Pernahkah kita melakukan sesuatu hanya karena merasa harus? Kita memang mengerjakannya, tetapi hati tidak benar-benar menikmatinya. Misal, seorang anak merapikan kamar karena takut dimarahi, atau seorang karyawan bekerja keras karena takut ditegur atasan. Bahkan dalam kehidupan beriman, kita pun bisa terjebak melakukan yang baik hanya karena merasa "harus", takut berdosa, atau takut dihukum. Lama-kelamaan, iman terasa seperti beban, bukan sukacita.
Melalui Roma 7:1–6, Paulus mengingatkan bahwa di dalam Kristus kita telah memasuki hubungan yang baru dengan Allah. Kita tidak lagi hidup di bawah ikatan lama yang akhirnya seperti menekankan kewajiban, tetapi menjadi milik Kristus yang telah bangkit. Karena itu, kita tidak taat supaya dikasihi Allah, melainkan kita taat karena sudah terlebih dahulu dikasihi-Nya. Dari hubungan yang baru inilah lahir kehidupan yang "berbuah bagi Allah" = kasih, kesabaran, kejujuran, dan kepedulian kepada sesama.
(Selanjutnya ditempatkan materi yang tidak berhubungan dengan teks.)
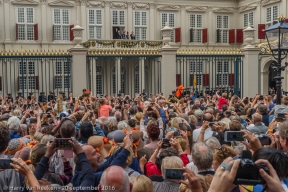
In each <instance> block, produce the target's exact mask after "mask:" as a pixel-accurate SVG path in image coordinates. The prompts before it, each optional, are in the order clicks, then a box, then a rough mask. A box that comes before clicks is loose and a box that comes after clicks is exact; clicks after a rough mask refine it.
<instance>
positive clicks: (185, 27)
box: [176, 5, 187, 44]
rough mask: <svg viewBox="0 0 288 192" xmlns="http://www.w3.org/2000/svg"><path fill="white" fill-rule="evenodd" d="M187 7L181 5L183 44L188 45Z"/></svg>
mask: <svg viewBox="0 0 288 192" xmlns="http://www.w3.org/2000/svg"><path fill="white" fill-rule="evenodd" d="M185 8H186V6H185V5H181V17H180V18H181V25H180V26H181V44H186V43H187V41H186V36H187V35H185V34H187V29H186V26H187V24H186V23H187V22H186V21H187V18H186V10H185ZM176 27H179V26H176Z"/></svg>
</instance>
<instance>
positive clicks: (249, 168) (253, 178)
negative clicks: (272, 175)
mask: <svg viewBox="0 0 288 192" xmlns="http://www.w3.org/2000/svg"><path fill="white" fill-rule="evenodd" d="M240 159H241V162H240V164H239V167H238V170H237V174H236V177H235V180H234V182H233V183H234V184H235V185H258V184H265V183H266V182H265V180H264V179H263V178H262V177H261V175H260V173H259V170H260V169H263V170H264V171H265V172H266V173H267V174H269V170H268V168H267V166H266V165H265V164H258V165H256V164H254V162H253V161H252V153H251V151H248V150H245V151H242V153H241V157H240Z"/></svg>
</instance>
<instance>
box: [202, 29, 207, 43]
mask: <svg viewBox="0 0 288 192" xmlns="http://www.w3.org/2000/svg"><path fill="white" fill-rule="evenodd" d="M207 42H208V29H207V28H206V29H202V43H207Z"/></svg>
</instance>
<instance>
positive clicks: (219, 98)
mask: <svg viewBox="0 0 288 192" xmlns="http://www.w3.org/2000/svg"><path fill="white" fill-rule="evenodd" d="M223 105H228V102H227V100H226V99H225V98H223V97H219V98H218V109H222V106H223Z"/></svg>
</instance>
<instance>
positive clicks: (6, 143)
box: [0, 127, 10, 154]
mask: <svg viewBox="0 0 288 192" xmlns="http://www.w3.org/2000/svg"><path fill="white" fill-rule="evenodd" d="M0 141H1V145H0V154H1V153H3V152H4V151H5V149H6V148H7V146H8V143H9V141H10V134H9V129H8V128H6V127H0Z"/></svg>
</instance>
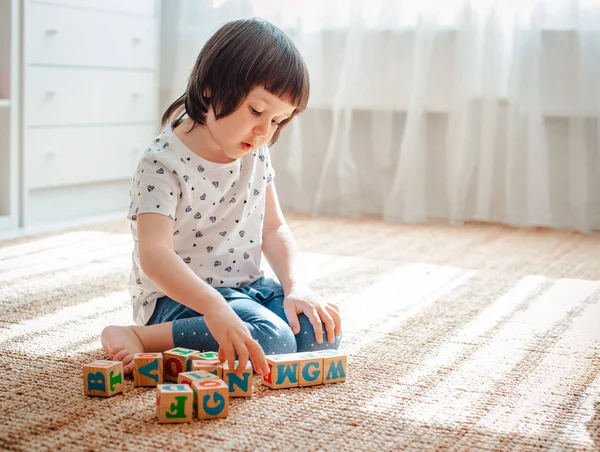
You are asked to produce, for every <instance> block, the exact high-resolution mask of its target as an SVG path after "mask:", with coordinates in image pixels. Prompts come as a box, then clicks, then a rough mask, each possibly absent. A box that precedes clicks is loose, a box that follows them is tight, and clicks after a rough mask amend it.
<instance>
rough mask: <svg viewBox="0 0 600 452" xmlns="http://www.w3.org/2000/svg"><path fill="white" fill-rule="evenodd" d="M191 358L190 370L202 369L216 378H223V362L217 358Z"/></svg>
mask: <svg viewBox="0 0 600 452" xmlns="http://www.w3.org/2000/svg"><path fill="white" fill-rule="evenodd" d="M192 359H193V361H192V371H196V370H204V371H206V372H210V373H211V374H214V375H215V376H217V377H218V378H221V379H222V378H223V364H222V363H221V361H219V360H218V359H216V360H215V359H195V358H192Z"/></svg>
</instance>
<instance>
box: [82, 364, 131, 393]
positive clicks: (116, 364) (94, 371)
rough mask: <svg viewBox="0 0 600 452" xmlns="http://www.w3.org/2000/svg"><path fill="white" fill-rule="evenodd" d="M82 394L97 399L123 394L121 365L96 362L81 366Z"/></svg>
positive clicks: (122, 367) (122, 365)
mask: <svg viewBox="0 0 600 452" xmlns="http://www.w3.org/2000/svg"><path fill="white" fill-rule="evenodd" d="M83 392H84V393H85V395H89V396H97V397H110V396H113V395H115V394H118V393H119V392H123V363H122V362H121V361H107V360H98V361H94V362H93V363H90V364H86V365H85V366H83Z"/></svg>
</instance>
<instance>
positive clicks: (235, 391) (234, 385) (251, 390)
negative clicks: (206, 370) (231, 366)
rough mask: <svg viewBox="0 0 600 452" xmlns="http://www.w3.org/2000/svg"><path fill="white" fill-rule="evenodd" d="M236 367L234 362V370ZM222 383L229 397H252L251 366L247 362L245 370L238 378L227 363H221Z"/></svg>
mask: <svg viewBox="0 0 600 452" xmlns="http://www.w3.org/2000/svg"><path fill="white" fill-rule="evenodd" d="M238 365H239V363H238V361H236V362H235V366H236V369H237V366H238ZM223 381H224V382H225V383H227V385H228V387H229V397H252V364H251V363H250V362H247V363H246V368H245V369H244V370H243V372H242V374H241V375H240V376H238V375H237V374H236V373H235V369H230V368H229V364H228V363H223Z"/></svg>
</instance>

Hari ini, mari periksa kembali motivasi hati kita. Apakah kita berbuat baik hanya karena merasa wajib, atau karena kita mengasihi Tuhan yang lebih dahulu mengasihi kita? Roh Kudus terus bekerja memperbarui hati kita, sehingga kita dapat melayani Tuhan bukan dengan terpaksa, melainkan dengan sukacita dan penuh syukur. Amin.
Pokok Doa:
1. Anak-cucu dalam tumbuh-kembang imannya
2. Pergumulan umat: sakit, relasi anak dalam keluarga, ekonomi, dll.